ULISH CARTER

A few months ago, Bruce Murphy, executive vice president of KeyBank, visited the New Pittsburgh Courier in an editorial board meeting, and stated that his bank had committed $6 billion to community development all over the country including Pittsburgh. A story in the Courier demonstrated that he wasn’t just talking the talk.

A check for $1 million was written out to Pittsburgh Promise for graduating Pittsburgh Public School seniors in need of money for community colleges, trade schools, or four-year universities.

Unlike the $500 or $1000 scholarships some noted organizations give for one or two semesters that may cover books, the Promise gives up to $2,500 per semester, per year, depending on the need of the student as long as that student carries a passing grade-point average at the school they entered.

The Pittsburgh Promise is the greatest thing to happen to the students in Pittsburgh Public Schools. It’s great to see banks such as KeyBank along with other businesses in Pittsburgh supporting this effort. This is an effort that needs to be duplicated in every city across the U.S. This doesn’t just help Blacks—it helps all poor, low-income, and middle-income families throughout the city, Black and White. Education is our community’s greatest need, but without money the greatest students can’t attend college.
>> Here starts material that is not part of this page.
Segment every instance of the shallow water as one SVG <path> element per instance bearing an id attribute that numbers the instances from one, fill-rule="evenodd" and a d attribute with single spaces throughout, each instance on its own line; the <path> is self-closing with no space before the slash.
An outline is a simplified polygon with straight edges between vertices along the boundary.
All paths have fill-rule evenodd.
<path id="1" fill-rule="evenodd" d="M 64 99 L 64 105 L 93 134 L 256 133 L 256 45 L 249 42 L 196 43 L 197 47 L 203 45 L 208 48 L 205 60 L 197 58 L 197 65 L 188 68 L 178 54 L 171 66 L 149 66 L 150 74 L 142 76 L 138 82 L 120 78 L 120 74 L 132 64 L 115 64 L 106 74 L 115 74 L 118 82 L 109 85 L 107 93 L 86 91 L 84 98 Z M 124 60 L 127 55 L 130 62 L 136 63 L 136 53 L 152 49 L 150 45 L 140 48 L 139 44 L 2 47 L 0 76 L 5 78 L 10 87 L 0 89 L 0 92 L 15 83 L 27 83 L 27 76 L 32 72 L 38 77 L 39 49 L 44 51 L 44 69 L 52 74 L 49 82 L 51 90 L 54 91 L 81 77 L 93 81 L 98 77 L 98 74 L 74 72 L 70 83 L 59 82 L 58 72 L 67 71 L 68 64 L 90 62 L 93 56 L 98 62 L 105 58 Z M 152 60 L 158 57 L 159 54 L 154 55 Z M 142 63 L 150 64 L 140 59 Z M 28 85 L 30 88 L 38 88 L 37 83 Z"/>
“When making an investment of this size, you want to make sure it’s managed well,” KeyBank executive vice president Margot Copeland said to Courier reporter Christian Morrow. “It’s not enough to get students into college, we have to graduate them. The completion aspect is very important to us, and we’re pleased with the results the Promise has shown.”

She went on to say that they are thinking about starting a Promise in Cleveland.